The poem for this Sunday speaks of a personal response to this King of ours:

King’s Council

From the four zones of my universe
They come, the rulers of my dioceses:
Fine-featured dreams and hawk-nosed fears,
Shabby compromises with scrawny necks.

Ageing hopes pull back their rounded shoulders.
Love comes in borrowed crimson, having spent
Her robes on the unbeautiful.  And, last
That patriarch, old faith, comes shuffling in.

Here is the council of me, God.  Look!  see,
Them all cast down their mitres at Your feet!

      ~Mother Mary Francis, P.C.C. (Summon Spirit’s Cry, p. 125)

New every morning

Some mornings it’s just hard.  It’s hard to get up.  It’s hard to pray.  It’s hard to face another day of living for others rather than yourself.   That’s where my thinking was going this morning.  So I did as I usually do when I wake up early, I reached for my Amy Carmichael devotional, Edges of His Ways.  (One of the main reasons I like to read her is because she always draws me deeper into Scripture.  I don’t end up with reading just some nice words, but I end up reading God’s word.)  Today’s entry is entitled “Ps 22.  Title LXX [in the Septuagint] Concerning the Morning Aid”  Well, that obviously struck home.   I stopped reading and grabbed my RSV.  The RSV reads “According to the Hind of the Dawn.”  So I then pulled out my Kidner commentary, in which he said that indeed the more faithful translation according to the Greek is “On the help at daybreak”.   Psalm 22, as you know–and as Amy reminds us–makes us think of the darkness and suffering of Calvary.  I’ll let you read the rest of what she wrote, and may you experience it as I did this morning, as the prophet writes in the Book of Lamentations: “His mercies are new every morning.” 

When we think of Psalm 22, we think most of the darkness and suffering of Calvary.  We know that it was in our Savior’s mind through those most awful hours; He quoted the first verse, He fulfilled all the verses.  Even though there is a burst of triumphant joy in that psalm of pain, it is chiefly the pain that comes to mind when we think of it.  But its title is not about pain, it is a word of beautiful joy: Concerning the Morning Aid.
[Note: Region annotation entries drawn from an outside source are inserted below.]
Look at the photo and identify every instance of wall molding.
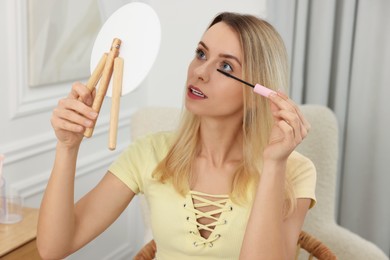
[5,0,70,119]
[103,243,136,260]
[10,139,129,200]
[2,109,134,165]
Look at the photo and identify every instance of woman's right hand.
[51,82,98,148]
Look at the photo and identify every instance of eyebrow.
[199,41,242,66]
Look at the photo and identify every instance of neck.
[199,116,242,167]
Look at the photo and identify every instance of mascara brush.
[217,69,276,97]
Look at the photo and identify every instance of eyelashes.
[195,47,233,72]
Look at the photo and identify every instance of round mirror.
[91,2,161,96]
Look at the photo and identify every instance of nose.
[194,61,212,82]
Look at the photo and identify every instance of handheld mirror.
[84,2,161,150]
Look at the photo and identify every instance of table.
[0,208,41,260]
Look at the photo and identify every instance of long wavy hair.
[153,12,295,214]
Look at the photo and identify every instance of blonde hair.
[153,12,295,214]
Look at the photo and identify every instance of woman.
[38,13,315,260]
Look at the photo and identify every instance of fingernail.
[85,120,93,127]
[89,112,98,119]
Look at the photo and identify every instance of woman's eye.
[221,62,233,72]
[196,49,206,60]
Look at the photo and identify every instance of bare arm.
[37,84,134,259]
[240,93,310,260]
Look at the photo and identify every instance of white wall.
[147,0,266,107]
[0,0,265,259]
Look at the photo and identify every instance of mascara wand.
[217,69,276,97]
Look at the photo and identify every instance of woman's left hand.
[264,92,310,161]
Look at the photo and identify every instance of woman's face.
[185,22,243,120]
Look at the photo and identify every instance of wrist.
[56,142,80,154]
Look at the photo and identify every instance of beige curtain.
[268,0,390,255]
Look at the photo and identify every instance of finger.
[269,92,311,137]
[51,116,85,133]
[278,120,302,148]
[53,106,94,127]
[69,82,93,106]
[58,98,98,120]
[274,110,307,142]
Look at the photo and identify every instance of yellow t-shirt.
[109,132,316,260]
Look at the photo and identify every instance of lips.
[188,85,207,99]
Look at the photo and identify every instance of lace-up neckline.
[184,191,233,247]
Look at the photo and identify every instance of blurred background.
[0,0,390,259]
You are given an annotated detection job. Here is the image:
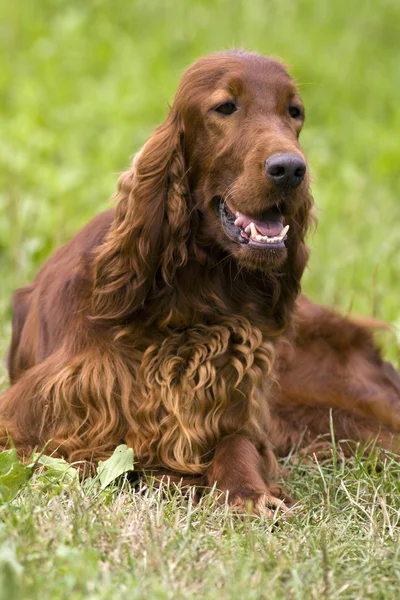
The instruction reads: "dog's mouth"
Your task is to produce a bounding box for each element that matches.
[213,196,289,250]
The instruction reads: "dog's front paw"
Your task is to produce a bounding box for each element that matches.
[227,489,290,519]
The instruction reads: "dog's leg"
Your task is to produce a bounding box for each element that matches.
[207,434,291,516]
[271,303,400,454]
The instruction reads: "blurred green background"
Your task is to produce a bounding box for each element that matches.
[0,0,400,360]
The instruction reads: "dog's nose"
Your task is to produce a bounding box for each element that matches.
[265,152,306,188]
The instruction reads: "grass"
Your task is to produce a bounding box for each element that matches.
[0,0,400,600]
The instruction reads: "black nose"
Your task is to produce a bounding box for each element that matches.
[265,152,306,187]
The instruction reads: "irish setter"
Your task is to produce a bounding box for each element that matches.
[0,51,400,510]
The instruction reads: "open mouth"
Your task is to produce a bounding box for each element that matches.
[214,196,289,250]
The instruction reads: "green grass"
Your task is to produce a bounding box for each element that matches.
[0,0,400,600]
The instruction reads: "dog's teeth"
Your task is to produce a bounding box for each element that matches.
[250,222,259,238]
[279,225,289,239]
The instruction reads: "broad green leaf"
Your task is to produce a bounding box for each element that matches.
[34,454,79,484]
[97,444,133,490]
[0,448,32,502]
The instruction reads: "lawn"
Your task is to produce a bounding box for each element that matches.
[0,0,400,600]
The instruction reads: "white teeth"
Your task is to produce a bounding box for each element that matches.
[279,225,289,238]
[241,222,289,244]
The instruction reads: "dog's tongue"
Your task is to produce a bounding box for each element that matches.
[232,206,283,237]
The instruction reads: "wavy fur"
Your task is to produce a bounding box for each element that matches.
[0,52,398,506]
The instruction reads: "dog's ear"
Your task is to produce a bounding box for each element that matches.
[92,111,190,319]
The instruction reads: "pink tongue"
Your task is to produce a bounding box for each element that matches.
[235,213,283,237]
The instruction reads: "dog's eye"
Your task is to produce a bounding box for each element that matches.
[288,106,303,119]
[214,102,237,115]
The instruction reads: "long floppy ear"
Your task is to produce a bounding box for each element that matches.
[92,112,190,319]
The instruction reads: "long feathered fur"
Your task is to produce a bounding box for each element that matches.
[0,52,397,506]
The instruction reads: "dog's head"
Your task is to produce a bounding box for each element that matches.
[92,51,312,316]
[177,52,312,271]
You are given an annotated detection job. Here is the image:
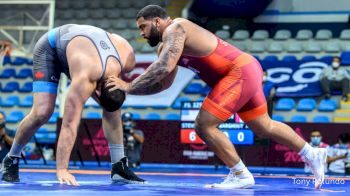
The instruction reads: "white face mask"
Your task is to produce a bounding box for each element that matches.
[332,62,339,69]
[263,76,267,82]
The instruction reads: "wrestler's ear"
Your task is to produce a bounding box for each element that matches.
[154,17,160,28]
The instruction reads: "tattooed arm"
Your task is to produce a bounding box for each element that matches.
[128,24,186,95]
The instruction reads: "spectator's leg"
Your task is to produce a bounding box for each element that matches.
[341,78,350,101]
[320,77,331,98]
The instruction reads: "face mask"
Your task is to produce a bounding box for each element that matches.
[263,76,267,82]
[311,137,321,146]
[332,62,339,69]
[339,144,348,149]
[0,119,6,129]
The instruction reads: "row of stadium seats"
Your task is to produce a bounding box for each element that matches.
[215,29,350,41]
[272,114,331,123]
[234,40,350,53]
[0,68,33,79]
[56,0,162,9]
[275,98,338,112]
[0,81,33,93]
[2,110,180,124]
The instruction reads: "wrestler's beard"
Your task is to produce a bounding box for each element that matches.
[147,25,160,47]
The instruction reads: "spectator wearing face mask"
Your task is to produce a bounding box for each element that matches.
[304,130,329,173]
[0,112,13,165]
[262,70,277,116]
[320,57,350,101]
[327,133,350,173]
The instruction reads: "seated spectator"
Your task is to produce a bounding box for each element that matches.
[327,133,350,173]
[0,112,13,168]
[320,57,350,101]
[304,130,329,173]
[262,71,277,116]
[122,112,145,168]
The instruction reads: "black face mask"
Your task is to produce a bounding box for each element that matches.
[0,119,6,129]
[147,25,160,47]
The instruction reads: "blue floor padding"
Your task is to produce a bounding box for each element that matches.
[0,164,350,196]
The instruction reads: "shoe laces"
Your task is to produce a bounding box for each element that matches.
[220,170,240,184]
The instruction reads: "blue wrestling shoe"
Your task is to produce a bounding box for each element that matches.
[1,155,19,182]
[111,157,146,184]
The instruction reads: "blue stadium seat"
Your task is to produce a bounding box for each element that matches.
[274,29,292,40]
[85,112,102,119]
[312,115,331,123]
[131,112,141,120]
[318,99,338,112]
[171,97,191,109]
[340,51,350,65]
[232,30,249,40]
[16,68,33,79]
[272,114,284,122]
[295,29,313,40]
[35,127,56,144]
[215,30,230,40]
[19,95,33,108]
[315,29,333,40]
[1,82,19,93]
[18,82,33,93]
[287,42,303,53]
[320,55,333,64]
[251,30,269,40]
[264,55,278,61]
[48,112,60,124]
[165,113,180,120]
[297,98,316,111]
[301,55,316,61]
[282,55,297,62]
[275,98,295,111]
[268,42,283,53]
[2,95,19,107]
[145,112,161,120]
[11,57,28,66]
[290,115,307,122]
[0,68,16,78]
[184,83,203,94]
[6,110,24,123]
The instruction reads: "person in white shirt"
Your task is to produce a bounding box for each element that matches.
[304,129,329,173]
[327,133,350,173]
[320,57,350,101]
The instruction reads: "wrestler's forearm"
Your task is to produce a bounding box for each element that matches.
[56,127,77,169]
[128,60,171,95]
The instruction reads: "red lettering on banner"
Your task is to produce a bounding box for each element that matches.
[284,151,303,163]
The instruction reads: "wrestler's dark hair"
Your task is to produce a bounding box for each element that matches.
[136,5,169,20]
[339,133,350,143]
[99,84,125,112]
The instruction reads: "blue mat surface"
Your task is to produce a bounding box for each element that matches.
[0,164,350,196]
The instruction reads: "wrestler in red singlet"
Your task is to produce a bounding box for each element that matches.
[179,38,267,122]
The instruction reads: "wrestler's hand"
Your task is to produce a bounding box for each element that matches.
[106,76,130,93]
[56,169,79,186]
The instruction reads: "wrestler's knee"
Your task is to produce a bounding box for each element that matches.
[247,117,277,137]
[30,106,53,123]
[194,118,209,138]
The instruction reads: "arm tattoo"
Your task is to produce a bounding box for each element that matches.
[129,24,186,95]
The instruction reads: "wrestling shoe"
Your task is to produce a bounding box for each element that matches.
[111,157,146,184]
[302,148,327,189]
[206,168,255,189]
[1,155,19,182]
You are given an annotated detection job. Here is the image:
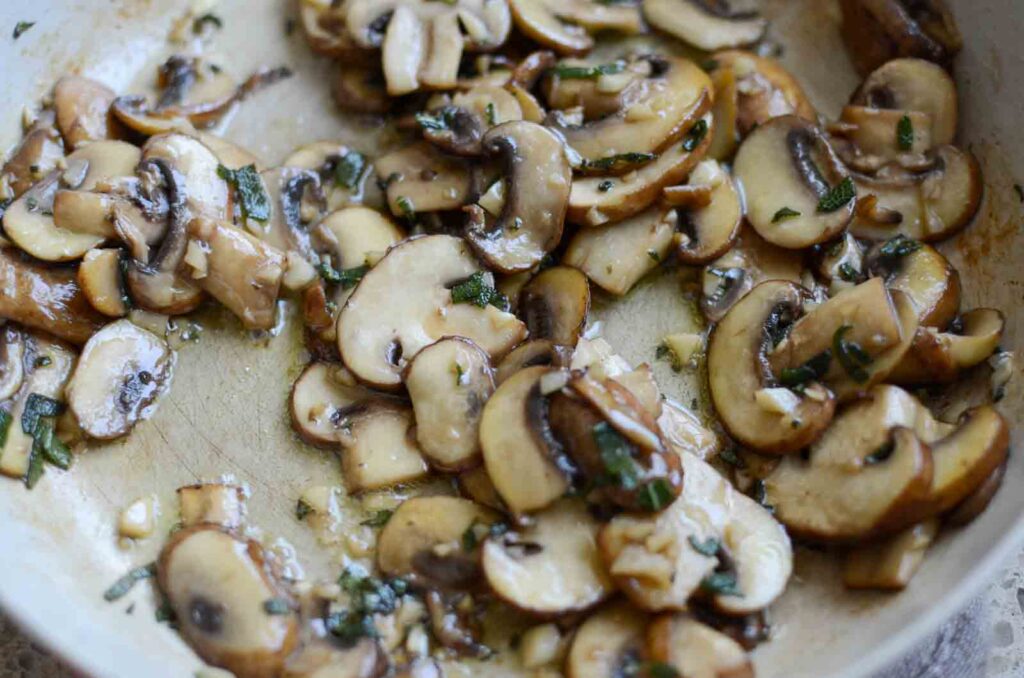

As I pondered this, my thoughts were led on to a familiar New Testament story: “It was now dark and Jesus was not come to them . . . They see Jesus walking on the sea”.  Looking back on that night the most vivid memory must have been, not the darkness or the weariness, not the great wind and the rough sea, but the blessed Morning Aid that came before the morning.
     So let us not make too much of the storm of the night.  “Even the darkness is not dark to Thee” [Ps 139.12]; “And He saw that they were distressed in rowing” [Mk 6.48].  The wind was contrary unto them then, perhaps it is contrary to us now.  But just when things were hardest in that tiredest of all times (between 2 a.m. and 6 a.m.), just then, He came.
      “I will not leave you comfortless: I will come to you” [Jn 14.18], He said, and He does come.  He always will come.  “His coming is as certain as the morning” [Hosea 6.3].  His Morning Aid comes before the morning.  If we do not see Him coming, even so, He is on His way to us.  More truly, He is with us.  “I am with you all the days, and all the day long” [Mt 28.20 Moule].

As I say in my sidebar, I started this blog to share things that have increased my hope during challenging times–those challenging times are not just in the past, but also in my present.  My prayer is that you, especially any of you who are so aware of your need for Him this morning, may know His help at daybreak, and to know that He is coming, and is indeed already with you.

Why set aside time to pray?

In one of her meditations Amy Carmichael answers this question: “There is so much to do.  Why set aside so much time just to pray?”   This is a question we all deal with.  We can have so many demands on our time, some very urgent.  Sometimes we find ourselves not praying because we have so much to do.  Amy’s answer gives pause for thought, and remember this comes from a woman who was a “mother” to many orphans–not exactly a woman with time on her hands:

The certain knowledge that the suggestion that prayer is waste of time is Satan’s lie; he is much more afraid of our prayer than of our work.  (This is proved by the immense difficulties we always find when we set ourselves to pray.  They are much greater than those we meet when we set ourselves to work.)